Spend the necessary time with your premise.
Words from wise writing
teachers. This summer I’ve taken them to
heart. Most mornings I sit down with a
chocolate croissant, a cup of coffee, and Donald Maass’ Writing the Break Out Novel Workbook and learn something more about
my characters, their conflicts, and their building tension. It’s the middle of July, and I don’t have
many pages. You know, actual pages of
the first draft. Well, I have one I
wrote this morning. But, in six weeks,
I’ve made more progress with this story than any of my other novels.
I think it’s because I’ve
been working on the distinctions Maass makes between the protagonist’s main
problem, and what he calls complications, plot layers, and subplots. Maass uses a lot of adult novels to
demonstrate these concepts, but I’m going to use Jandy Nelson’s The Sky Is Everywhere here to illustrate
them. I think Nelson’s understanding of
how these elements work in her story account for the fully-felt reading
experience.
Warning: Spoilers Abound!
Look, The Sky Is Everywhere could easily have turned into another great
YA example of “girl must choose between Edward and Jacob.” Lennie is caught between a romance with her
recently dead sister’s boyfriend, with whom she can remember and grieve the
past, and the new musical genius in town, with whom she can imagine and
celebrate the future. But the book is so
much more than that. And here is why.
No surprise, Nelson is
crystal clear about Lennie’s MAIN
PROBLEM. And it is not just a choice
between to boys. Lennie wants to get
through her grief for sister, Bailey.
Her Uncle Big actually says, “There’s no way but through.” What that means gets complicated though. Through
means time to experience loss and pain, and through
means being on the other side of loss and pain, able to embrace life again.

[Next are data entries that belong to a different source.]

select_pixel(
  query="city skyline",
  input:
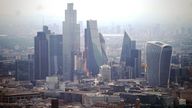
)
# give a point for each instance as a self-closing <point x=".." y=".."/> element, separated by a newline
<point x="129" y="11"/>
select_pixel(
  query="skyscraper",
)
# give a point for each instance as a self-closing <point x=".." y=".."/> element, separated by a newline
<point x="130" y="58"/>
<point x="41" y="56"/>
<point x="93" y="48"/>
<point x="55" y="54"/>
<point x="158" y="58"/>
<point x="71" y="41"/>
<point x="128" y="44"/>
<point x="103" y="48"/>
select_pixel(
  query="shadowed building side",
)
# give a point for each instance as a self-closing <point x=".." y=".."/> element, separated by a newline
<point x="158" y="58"/>
<point x="94" y="54"/>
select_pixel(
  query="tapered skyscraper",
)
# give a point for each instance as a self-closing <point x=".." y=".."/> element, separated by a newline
<point x="130" y="58"/>
<point x="71" y="41"/>
<point x="94" y="50"/>
<point x="41" y="56"/>
<point x="158" y="58"/>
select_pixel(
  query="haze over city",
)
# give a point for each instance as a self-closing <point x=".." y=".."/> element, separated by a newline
<point x="95" y="53"/>
<point x="35" y="13"/>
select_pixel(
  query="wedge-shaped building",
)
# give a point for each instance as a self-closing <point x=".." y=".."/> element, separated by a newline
<point x="94" y="50"/>
<point x="158" y="58"/>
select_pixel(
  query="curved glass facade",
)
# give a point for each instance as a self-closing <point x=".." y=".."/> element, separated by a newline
<point x="158" y="57"/>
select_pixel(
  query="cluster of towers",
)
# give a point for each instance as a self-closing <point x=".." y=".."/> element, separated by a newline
<point x="61" y="55"/>
<point x="58" y="54"/>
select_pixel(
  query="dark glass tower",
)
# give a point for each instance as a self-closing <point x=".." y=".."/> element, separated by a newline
<point x="130" y="59"/>
<point x="71" y="41"/>
<point x="95" y="57"/>
<point x="55" y="54"/>
<point x="158" y="58"/>
<point x="41" y="56"/>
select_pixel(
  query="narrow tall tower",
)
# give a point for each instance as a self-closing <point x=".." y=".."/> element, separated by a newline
<point x="71" y="41"/>
<point x="158" y="58"/>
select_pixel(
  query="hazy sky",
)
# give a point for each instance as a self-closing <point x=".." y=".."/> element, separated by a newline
<point x="170" y="11"/>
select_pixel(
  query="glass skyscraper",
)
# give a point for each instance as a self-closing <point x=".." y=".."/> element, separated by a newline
<point x="71" y="41"/>
<point x="94" y="50"/>
<point x="158" y="59"/>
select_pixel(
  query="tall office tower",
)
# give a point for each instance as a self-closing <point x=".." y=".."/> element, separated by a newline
<point x="55" y="54"/>
<point x="130" y="59"/>
<point x="31" y="66"/>
<point x="135" y="62"/>
<point x="41" y="56"/>
<point x="128" y="44"/>
<point x="103" y="48"/>
<point x="71" y="41"/>
<point x="93" y="51"/>
<point x="158" y="58"/>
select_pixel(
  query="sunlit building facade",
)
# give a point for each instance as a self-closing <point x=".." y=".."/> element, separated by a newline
<point x="158" y="59"/>
<point x="93" y="48"/>
<point x="71" y="41"/>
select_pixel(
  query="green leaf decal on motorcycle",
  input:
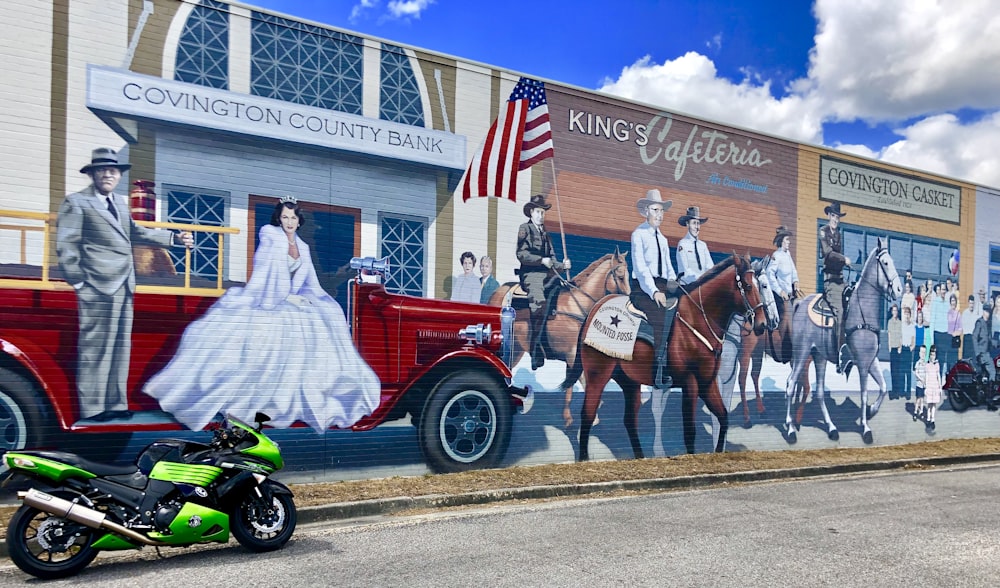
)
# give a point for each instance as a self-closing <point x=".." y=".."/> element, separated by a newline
<point x="184" y="473"/>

Maass defines COMPLICATIONS as the obstacles that get
in the way of the protagonist’s main goal.
These not only abound in The Sky
Is Everywhere, but remain incredibly focused on Lennie’s desire to get
through her grief. Toby, the now-dead
Bailey’s boyfriend, helps Lennie remember Bailey in a way no one else can. Joe, the new boy in town, and perfect
counterpoint, enables Lennie to forget her grief. The jacket copy doesn’t lie when it reads,
“though she knows if the two of them collide her whole world will explode,”
because when Joe sees Lennis kissing Toby Lennie breaks with Toby and Joe
breaks with her. Without either boy in
her life, Lennie comes to realize that both relationships were masking her need
to face that, without her sister, she is undeniably alone. After this realization, it dawns on Lennie
she has been focused on only her own grief.
So well does Nelson understand Lennie’s main problem that the
complications can unfold and unfold.
Now Maass distinguishes
complications from PLOT LAYERS,
which he defines as additional problems the protagonist faces –not
complications to the main problem, but altogether different problems. Lennie has these too. She has avoided her clarinet talent. She writes audience-less poems which she
scatters everywhere. And Lennie learns
about her missing mother. These problems
exist separately from Lennie’s need to get through her grief, but they are both
compounded by Bailey’s death and come to inform Lennie’s journey through her
grief. The layering leaves Nelson levels
of problems to utilize in Lennie’s inner arc, but because she finds nodes of
conjunction between these layers and the main problem, the book holds
together. The layers are not random or
scattered, they are purposeful. If they
do not exist because of Bailey’s death, they become touch-points that help
Lennie make sense of things.
SUBPLOTS,
Maass says, are something else. While
plot layers are given to the protagonist, subplots are narrative lines given to
other characters. Nelson nails these as
well. Toby wants to hold on to Bailey, though he must let her go. Joe wants an all-or-nothing romance, but life
is more complicated than that. Gram
wants to talk about her own grief with Lennie, Big wants to bring the family –particularly
Lennie— back to life, and Lennie’s best friend, Sarah, just wants their
friendship back. Each character is
working to solve his/her own problem while the protagonist is working on the
main problem, though, again, the secondary character’s issues are tightly woven
to that main problem. The result is not
only a rich dynamic between characters, but also a meaning-making aesthetic.
The depth and breadth of
Nelson’s work with the protagonist’s main problem, complications, and layers,
as well as, the secondary characters’ subplots is encouraging to my work this
summer. Of course, it’s nice when the
pages start to come, the actual pages of accumulating chapters, but Nelson’s
work tells me something different. It
tells me it’s worth taking the time to understand your material with clarity.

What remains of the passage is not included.